At times, it seems exotic is a way of speaking about cultures that may be more primitive than our own. In the modern age, when other cultures are less technological, it is common to see them as something different, something foreign to us, something “exotic.” When our culture has forgotten its roots it is easy to forget how our ancestors held some of the very same customs and traditions.
I think the most common reason people have used the term “exotic,” in addition to the earlier reasons, is because they are encountering something unknown to them. When others have habits, traditions, or foods very different from our own, we think of them being “exotic.” Here in Indonesia we eat papayas, green or ripe, just as many cultures do, but since we also eat papaya flowers, papaya leaves, and banana flowers, those who have never eaten them call this “exotic.”
If you ever see the cooking shows on tv, many of the fruits common to Indonesians, like dragon fruit, salak, or rambutan, are always called “exotic” by the North American/European cooks and chefs, but here they are normal. Exotic often depends on where you live and what you know.
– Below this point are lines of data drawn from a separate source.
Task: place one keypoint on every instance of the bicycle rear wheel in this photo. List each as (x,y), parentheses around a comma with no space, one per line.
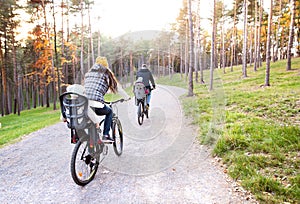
(84,162)
(141,113)
(117,134)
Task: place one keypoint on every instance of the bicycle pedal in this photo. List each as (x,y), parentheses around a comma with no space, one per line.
(105,150)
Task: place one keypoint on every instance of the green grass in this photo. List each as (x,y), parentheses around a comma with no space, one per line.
(14,126)
(255,129)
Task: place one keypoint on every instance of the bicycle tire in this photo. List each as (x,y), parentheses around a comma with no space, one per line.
(140,113)
(84,165)
(117,134)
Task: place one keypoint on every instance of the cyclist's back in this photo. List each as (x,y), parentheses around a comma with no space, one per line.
(147,76)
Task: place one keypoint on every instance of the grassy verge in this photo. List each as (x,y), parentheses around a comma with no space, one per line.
(255,129)
(14,126)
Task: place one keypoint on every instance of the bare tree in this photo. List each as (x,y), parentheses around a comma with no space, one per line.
(190,89)
(245,38)
(268,57)
(213,38)
(291,35)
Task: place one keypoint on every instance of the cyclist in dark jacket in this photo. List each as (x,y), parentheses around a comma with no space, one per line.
(147,76)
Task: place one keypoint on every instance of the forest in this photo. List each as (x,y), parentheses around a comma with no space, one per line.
(36,68)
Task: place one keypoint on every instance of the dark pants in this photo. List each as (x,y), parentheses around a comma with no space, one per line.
(108,117)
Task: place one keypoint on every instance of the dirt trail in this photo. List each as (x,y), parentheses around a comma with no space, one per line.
(162,163)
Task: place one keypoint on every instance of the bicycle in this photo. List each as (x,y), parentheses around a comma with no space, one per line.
(89,150)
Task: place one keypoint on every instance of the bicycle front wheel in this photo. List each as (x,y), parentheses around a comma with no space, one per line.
(140,113)
(84,162)
(117,134)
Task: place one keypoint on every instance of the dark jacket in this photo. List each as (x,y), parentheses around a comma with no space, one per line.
(147,77)
(96,83)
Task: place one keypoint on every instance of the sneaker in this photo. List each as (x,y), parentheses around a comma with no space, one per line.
(107,139)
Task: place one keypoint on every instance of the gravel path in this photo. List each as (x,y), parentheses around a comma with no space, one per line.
(162,163)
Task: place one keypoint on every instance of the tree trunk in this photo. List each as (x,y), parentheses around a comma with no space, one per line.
(99,38)
(54,62)
(5,110)
(81,49)
(255,38)
(245,41)
(212,59)
(233,37)
(16,94)
(259,33)
(190,89)
(291,36)
(186,50)
(268,55)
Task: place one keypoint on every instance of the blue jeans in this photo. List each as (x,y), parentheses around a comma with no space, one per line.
(106,110)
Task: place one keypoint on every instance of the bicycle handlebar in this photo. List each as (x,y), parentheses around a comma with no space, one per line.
(117,101)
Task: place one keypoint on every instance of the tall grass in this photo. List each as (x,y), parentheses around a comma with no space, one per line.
(14,126)
(255,129)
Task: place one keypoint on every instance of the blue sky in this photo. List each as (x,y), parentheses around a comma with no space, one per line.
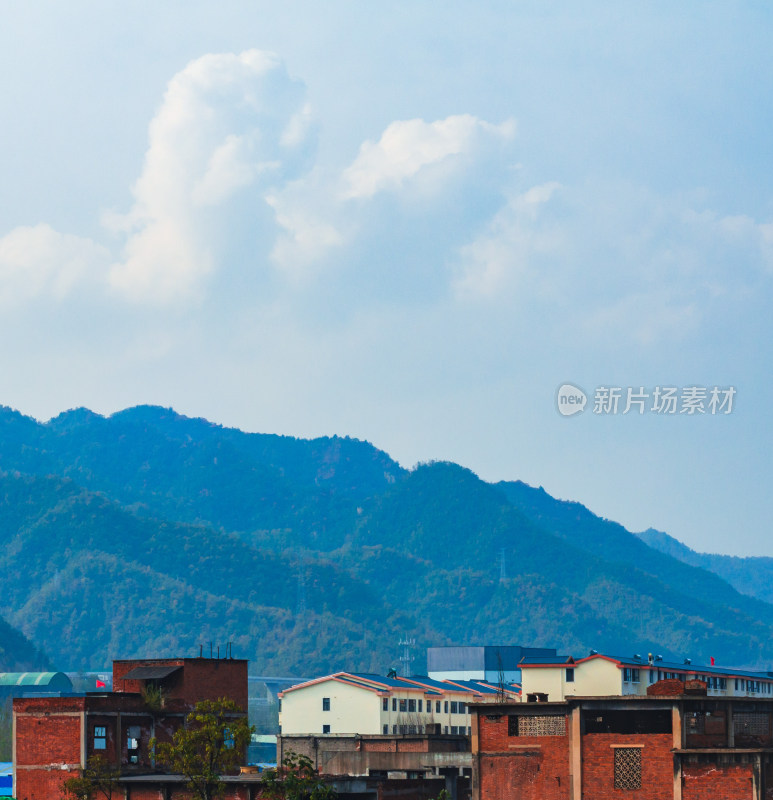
(409,223)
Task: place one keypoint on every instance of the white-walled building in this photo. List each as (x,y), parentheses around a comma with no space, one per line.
(600,675)
(358,703)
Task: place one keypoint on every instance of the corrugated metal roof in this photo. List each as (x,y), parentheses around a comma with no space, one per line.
(45,680)
(148,673)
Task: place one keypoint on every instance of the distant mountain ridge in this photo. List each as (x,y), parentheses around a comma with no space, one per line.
(150,533)
(750,575)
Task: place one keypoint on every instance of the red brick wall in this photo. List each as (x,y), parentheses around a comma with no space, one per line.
(40,784)
(48,740)
(712,782)
(527,767)
(657,761)
(202,679)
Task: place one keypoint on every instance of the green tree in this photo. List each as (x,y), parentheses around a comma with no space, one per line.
(212,742)
(296,779)
(99,777)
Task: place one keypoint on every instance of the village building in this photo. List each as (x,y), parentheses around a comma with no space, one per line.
(55,736)
(361,703)
(556,678)
(675,743)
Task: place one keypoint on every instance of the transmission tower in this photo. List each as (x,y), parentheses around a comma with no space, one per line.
(300,602)
(406,659)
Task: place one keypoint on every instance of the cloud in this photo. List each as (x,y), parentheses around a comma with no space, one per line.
(408,146)
(37,261)
(421,186)
(228,123)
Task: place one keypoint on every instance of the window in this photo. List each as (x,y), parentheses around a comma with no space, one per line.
(539,725)
(100,737)
(627,767)
(133,744)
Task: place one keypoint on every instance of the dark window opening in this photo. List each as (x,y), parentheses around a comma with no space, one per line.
(628,722)
(133,744)
(100,737)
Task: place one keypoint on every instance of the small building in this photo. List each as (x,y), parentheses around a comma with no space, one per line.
(601,675)
(54,736)
(489,663)
(360,703)
(17,684)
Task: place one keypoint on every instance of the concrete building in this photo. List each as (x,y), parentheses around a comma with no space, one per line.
(54,736)
(489,663)
(676,743)
(359,703)
(599,675)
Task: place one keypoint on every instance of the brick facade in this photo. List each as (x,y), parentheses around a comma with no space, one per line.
(55,736)
(661,747)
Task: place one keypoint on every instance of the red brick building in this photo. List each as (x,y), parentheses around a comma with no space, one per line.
(54,736)
(665,746)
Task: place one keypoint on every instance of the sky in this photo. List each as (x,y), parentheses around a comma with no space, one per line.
(410,223)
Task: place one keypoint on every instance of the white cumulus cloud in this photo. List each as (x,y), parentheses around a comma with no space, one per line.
(408,146)
(228,123)
(38,261)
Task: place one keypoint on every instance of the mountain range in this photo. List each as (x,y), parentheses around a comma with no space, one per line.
(147,533)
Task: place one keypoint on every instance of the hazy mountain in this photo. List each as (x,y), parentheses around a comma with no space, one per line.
(751,575)
(148,533)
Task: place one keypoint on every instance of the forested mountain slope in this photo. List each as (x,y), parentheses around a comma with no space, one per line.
(148,533)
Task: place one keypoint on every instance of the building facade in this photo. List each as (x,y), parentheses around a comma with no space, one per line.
(53,737)
(599,675)
(359,703)
(677,743)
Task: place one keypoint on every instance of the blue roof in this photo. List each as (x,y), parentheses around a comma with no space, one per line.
(693,669)
(552,660)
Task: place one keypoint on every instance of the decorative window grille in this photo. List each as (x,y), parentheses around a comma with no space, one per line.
(536,726)
(628,768)
(751,723)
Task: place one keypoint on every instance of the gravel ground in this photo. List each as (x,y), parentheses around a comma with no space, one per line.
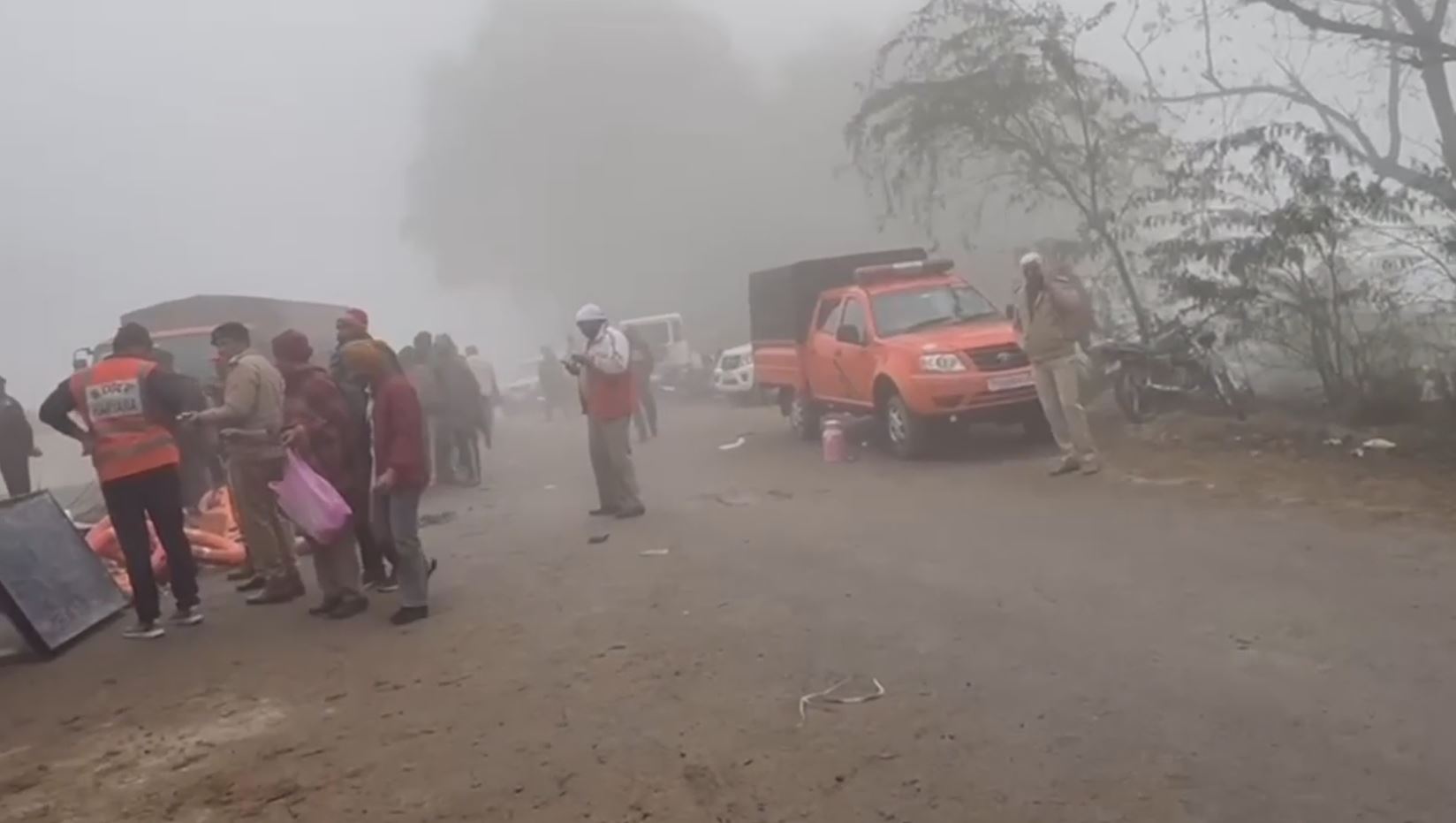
(1051,650)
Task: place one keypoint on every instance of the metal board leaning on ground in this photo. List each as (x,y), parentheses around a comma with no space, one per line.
(51,586)
(782,299)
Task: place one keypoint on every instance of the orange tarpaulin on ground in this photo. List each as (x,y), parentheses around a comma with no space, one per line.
(216,541)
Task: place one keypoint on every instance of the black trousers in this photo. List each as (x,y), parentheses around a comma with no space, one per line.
(16,472)
(130,503)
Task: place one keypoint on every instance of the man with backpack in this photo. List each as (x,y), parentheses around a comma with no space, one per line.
(1053,315)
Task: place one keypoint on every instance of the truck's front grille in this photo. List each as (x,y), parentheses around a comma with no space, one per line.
(997,357)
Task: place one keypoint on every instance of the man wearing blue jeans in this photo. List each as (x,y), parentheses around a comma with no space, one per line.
(397,525)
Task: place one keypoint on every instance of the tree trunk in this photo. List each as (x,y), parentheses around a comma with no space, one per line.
(1125,272)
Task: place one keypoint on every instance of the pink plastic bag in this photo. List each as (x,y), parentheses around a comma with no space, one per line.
(312,503)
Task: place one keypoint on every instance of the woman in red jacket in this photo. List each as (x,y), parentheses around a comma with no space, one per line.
(321,429)
(401,471)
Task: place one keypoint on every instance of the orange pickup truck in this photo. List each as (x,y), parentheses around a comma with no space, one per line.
(891,334)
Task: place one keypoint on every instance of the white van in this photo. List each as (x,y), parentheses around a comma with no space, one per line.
(664,335)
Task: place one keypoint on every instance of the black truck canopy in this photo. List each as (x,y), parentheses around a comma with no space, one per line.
(781,301)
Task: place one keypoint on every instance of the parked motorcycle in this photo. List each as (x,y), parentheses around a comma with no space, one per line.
(1181,364)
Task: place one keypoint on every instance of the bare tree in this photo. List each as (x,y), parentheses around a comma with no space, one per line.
(990,96)
(1271,238)
(1407,42)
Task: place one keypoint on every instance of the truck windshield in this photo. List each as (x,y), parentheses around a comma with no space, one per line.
(193,354)
(914,309)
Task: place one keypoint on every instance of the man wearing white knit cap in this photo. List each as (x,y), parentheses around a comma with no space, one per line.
(1053,315)
(609,397)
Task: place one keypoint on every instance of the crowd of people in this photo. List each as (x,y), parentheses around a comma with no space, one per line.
(376,424)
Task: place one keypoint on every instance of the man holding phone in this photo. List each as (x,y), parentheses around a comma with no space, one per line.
(609,398)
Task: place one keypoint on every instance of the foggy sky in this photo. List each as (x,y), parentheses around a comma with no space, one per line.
(159,149)
(153,149)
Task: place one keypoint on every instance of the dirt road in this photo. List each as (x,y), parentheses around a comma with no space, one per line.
(1073,650)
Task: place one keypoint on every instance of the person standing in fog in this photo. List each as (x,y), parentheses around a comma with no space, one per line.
(609,397)
(321,429)
(642,366)
(1051,315)
(489,391)
(251,429)
(459,434)
(350,328)
(401,472)
(201,468)
(16,445)
(128,407)
(420,369)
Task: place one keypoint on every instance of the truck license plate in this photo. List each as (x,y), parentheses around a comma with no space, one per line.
(1004,382)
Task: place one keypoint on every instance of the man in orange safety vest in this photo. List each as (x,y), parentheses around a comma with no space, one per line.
(128,408)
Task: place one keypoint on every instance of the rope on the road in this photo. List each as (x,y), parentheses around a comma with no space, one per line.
(826,697)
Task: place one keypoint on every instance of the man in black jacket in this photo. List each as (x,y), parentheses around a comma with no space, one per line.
(354,326)
(16,445)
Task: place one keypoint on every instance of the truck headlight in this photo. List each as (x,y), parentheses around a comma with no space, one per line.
(941,363)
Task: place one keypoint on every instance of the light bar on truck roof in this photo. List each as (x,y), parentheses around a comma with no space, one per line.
(901,270)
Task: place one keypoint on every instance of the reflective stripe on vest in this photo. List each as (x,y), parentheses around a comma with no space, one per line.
(108,398)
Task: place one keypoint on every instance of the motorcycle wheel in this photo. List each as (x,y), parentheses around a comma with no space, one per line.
(1229,395)
(1132,393)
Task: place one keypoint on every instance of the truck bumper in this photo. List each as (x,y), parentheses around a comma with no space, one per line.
(970,395)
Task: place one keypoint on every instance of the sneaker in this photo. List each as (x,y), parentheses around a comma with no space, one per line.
(408,615)
(144,629)
(188,616)
(348,607)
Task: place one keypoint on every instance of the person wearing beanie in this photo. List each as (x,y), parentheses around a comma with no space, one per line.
(1053,314)
(609,397)
(350,328)
(401,471)
(319,427)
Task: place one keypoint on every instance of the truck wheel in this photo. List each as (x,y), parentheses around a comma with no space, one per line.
(907,433)
(804,417)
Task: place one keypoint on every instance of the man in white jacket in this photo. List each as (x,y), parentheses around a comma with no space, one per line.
(609,398)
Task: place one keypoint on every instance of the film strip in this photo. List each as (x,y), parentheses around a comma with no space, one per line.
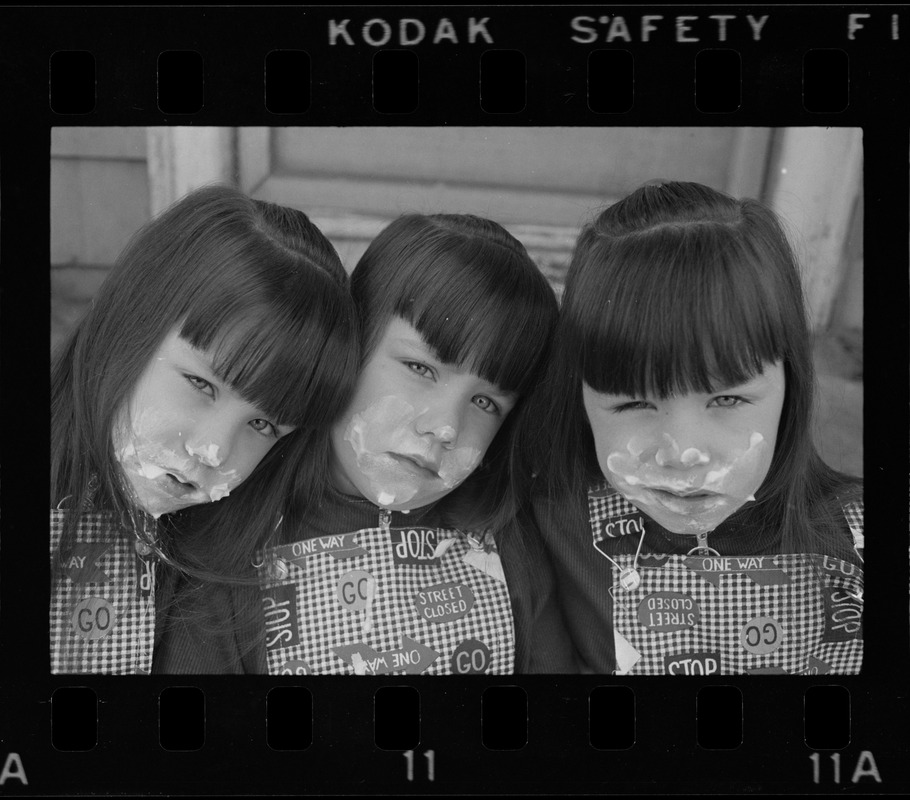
(533,68)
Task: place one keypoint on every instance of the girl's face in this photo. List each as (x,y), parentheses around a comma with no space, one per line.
(184,437)
(689,461)
(417,426)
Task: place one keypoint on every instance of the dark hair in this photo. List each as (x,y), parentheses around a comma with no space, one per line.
(673,289)
(257,284)
(467,286)
(478,300)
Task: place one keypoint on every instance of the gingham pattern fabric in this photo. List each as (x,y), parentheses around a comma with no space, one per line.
(793,613)
(101,620)
(380,634)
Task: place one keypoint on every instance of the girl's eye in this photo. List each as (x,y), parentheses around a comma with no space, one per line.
(265,427)
(484,403)
(201,384)
(420,369)
(727,401)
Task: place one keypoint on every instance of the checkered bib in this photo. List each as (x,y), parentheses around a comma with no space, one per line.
(699,615)
(102,614)
(387,601)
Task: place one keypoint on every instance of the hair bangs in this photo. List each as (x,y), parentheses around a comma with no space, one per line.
(285,360)
(494,323)
(722,328)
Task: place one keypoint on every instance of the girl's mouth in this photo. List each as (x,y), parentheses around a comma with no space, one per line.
(416,465)
(689,504)
(175,486)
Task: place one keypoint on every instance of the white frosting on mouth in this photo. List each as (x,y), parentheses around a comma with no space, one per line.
(144,455)
(645,472)
(207,454)
(387,426)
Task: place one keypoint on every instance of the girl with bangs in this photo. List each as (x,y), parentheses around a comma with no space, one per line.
(386,567)
(693,527)
(223,333)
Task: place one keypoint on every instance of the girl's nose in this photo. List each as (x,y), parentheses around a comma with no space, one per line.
(441,422)
(670,454)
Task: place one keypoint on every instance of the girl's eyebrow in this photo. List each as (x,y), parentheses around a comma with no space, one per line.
(203,361)
(417,344)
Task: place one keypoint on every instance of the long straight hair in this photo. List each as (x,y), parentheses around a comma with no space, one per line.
(671,290)
(479,301)
(256,284)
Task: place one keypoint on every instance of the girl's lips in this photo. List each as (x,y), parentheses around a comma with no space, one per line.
(415,464)
(689,504)
(173,485)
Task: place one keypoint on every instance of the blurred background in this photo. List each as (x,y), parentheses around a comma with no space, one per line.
(540,183)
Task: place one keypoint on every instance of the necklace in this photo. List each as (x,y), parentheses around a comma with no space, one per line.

The more familiar something is to your culture, the less you will think of it as exotic, I think.
It is true that if I was in the United States, I would probably think of many of the things I am seeing, doing, and eating as “exotic.” Now that I am here on the other side of the world, I realize one person’s idea of exotic is just another person’s normal life. I am trying to see the new things not as “exotic”, just different or special. It is not that the word “exotic” is a bad word; it generally is a very positive word.
The problem with this word is that when we see another culture only as “exotic” then we may be unable to see them as having normal lives. Rather, we keep them in a gilded cage, like some people want to do with “exotic” birds or animals and only relate to them as something completely different from us. When we do this, as Christians, we forget the words of St Paul who reminds us, because of our baptism we are all one body in Christ, each with different functions, but still one body.
This is the challenge before me right now, to share the new and different ways people live here and not put them in a box called “exotic.” It is my challenge to see how their lives are ordinary for them and even the same as mine on the deeper level of hopes and dreams.
I think the best approach to avoid these challenges is to follow a phrase we use in the United States, we are called to “embrace diversity.” It seems to me the word diversity does not patronize others as does the word “exotic.” Embracing diversity still holds others’ beliefs and customs as special without forgetting another’s way of life is normal for them.
My life is richer for being here. I have learned many new ways to experience and celebrate life. I have eaten foods I have never heard of before. I dance and sing in ways I have not before. I have new words to call God, like “Tuhan,” “Bapa,”and “Allah.” I have learned that I must try to be present to the here and now instead of always thinking they are on the other side of the world.
Life here is definitely different and it is exposing me to a greater diversity than I have ever known- a diversity that has taught me everyone’s life is special and normal at the same time. This diversity has also taught me my life is not so “exotic” as others think, but rather I am just getting to see a new face of God and the word “exotic” will never fully capture the depth of God’s love in this place.
I don’t tell my friends they are wrong for using the word exotic, but in place of my “exotic” life, I do prefer to say I am living a “blessed” life. I am blessed with new experiences that open me to a new experience of God and God’s creation. I am blessed to pray in a language I fully don’t understand, because that always reminds me God is beyond all our words, English or Indonesian. Lastly, I am blessed because my family has gotten a lot bigger than it was before I got here and slowly I am blessed because this new life of mine is beginning to feel normal.